Thursday, January 6, 2011

I love writing.

Life kinda caught up on me when I started working in 2005. I stopped reading, I stopped playing video games, I stopped watching TV (actually I hardly watch TV but...), I reduced my time severely with friends and family, I stopped writing, I stopped almost everything. All I do everyday was to wake up, eat whatever available, run out, and meet whoever I gotta meet, tell them about how awesome the insurance packages (FYI i genuinely know that they are awesome) and why they should sign up a policy with me.

Life caught up. Money was important, and it was never enough.

Then things started to change, I realised that I have no time to spend my money. More over, my money seems to always be leaking away for no reason. My bank account never fills beyond the amount that I got on a monthly basis and it always hits the bottom on the end of each fortnight. Something was seriously not right with my life.

So Seven (my dog) came into my life 3 years ago. She was so small, so fragile and she was going to die. To save her I have to set everything aside. I started to significantly cut down the time I spend outside doing sales, and spent more time at home trying to keep her alive. Then I realised I still have a life. It isn't about chasing wild dreams of getting rich, so what if I'm really rich and have friends that are really rich or want to be really rich? There's no heart in there.

Then I realised something more.
The writer in me was missing.

I used to write a lot.
I've won prizes back in school for writing.
I've earn quite some pocket money over the years by writing.
I've confessed to a few girls that I like via writing.
I've solve issues with writing.
I've made people smile with writing.
I've wrote to myself as a form of self conversation.
I've wrote diaries to keep myself sane at hard times.

All of that were missing, after I starting doing a sales job that requires me to just run out of the door when someone calls me, even on weekends.

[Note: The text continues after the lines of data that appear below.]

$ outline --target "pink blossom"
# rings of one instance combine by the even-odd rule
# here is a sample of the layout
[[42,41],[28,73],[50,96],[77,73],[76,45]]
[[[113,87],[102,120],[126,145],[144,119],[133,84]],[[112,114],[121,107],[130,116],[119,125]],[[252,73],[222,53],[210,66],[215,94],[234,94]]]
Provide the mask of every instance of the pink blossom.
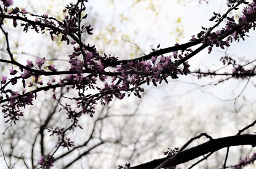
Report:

Then I realised something more.
I used to observe a lot when I was writing. To write about people you have to interpret them. To write about people you have to assume things. To write about people you have to analyse what you see. Observation is the key. I haven't been observing when I stopped writing. It's like my brain has been operating in less than half the capacity for half a decade.

All of a sudden I woke up.
Maybe it's impulsive. I started up a blog. Maybe I'm just a copy cat because someone else in the office is blogging. Maybe it's not impulsive because I actually spent time in creating the blog and try to make it look like a blog before I write an entry. All that effort was put in, and when that's done, I still have an urge to write something.

And then I started my first entry. My fingers just fly themselves around the keyboard. All I have to do is just think what I want to say and my fingers do their job on the keyboard. It feels good. I laughed at myself that my English grammar has not improved a bit but who cares. Words flow, there was no block, it doesn't feel strange. It's just like old friends coming back to meet me. Writer's block? I'm a stranger to it.

I used to tell my friends that writer's block was such a piece of crap. It's an excuse for people that's lazy or a valid reason only for people that are mentally disturbed. But people are all mentally disturbed in some ways nowadays that the second reason shouldn't be valid anymore.

I used to blog in Mandarin. One reason is that's the language my mind is speaking. Another reason is my English sucks, and no one blogs with a language they suck at. Well, you get the idea. Although I still suck in English but I've learned to speak it now, so maybe things are a little different. Or maybe it's just me, no other reasons.

I started the blog about 10 days ago. It's really not that long and I have about 16 entries when I'm typing this, that's an average of more than 1 entry per day. I'm sure that's going to reduce eventually but intend to keep it consistent. To keep writing you gotta keep a look out of what's happening around you, like I said earlier that's something I haven't been doing for a while. When I starting looking around again it's amazing how many things are going around me all the time.

Cute girls seem cuter because you appreciate their cuteness in more dimensions.

Idiots seems more idiotic now you wont even bother getting angry at them anymore.

Talented people seems more awesome because you understand more about how awesome they are now.


Seems like blabbering but if you get it you get it, if you don't, then you don't. You dun have to understand what I'm blabbering about. It doesn't give you better score in school and it doesn't get you an increment at work.


Life is so great when you start looking at it.
Life is so great only when you start looking at it, and see what's more in it.
Life is so great precisely because when you see more in it, you appreciate more of it.

Life is so awesome.

I love writing. I still do.


Signing out.

2 comments:

  1. hahaa...someone seems like "expressing" himself through writing already. GOOD!!! welkam to da "club". lol.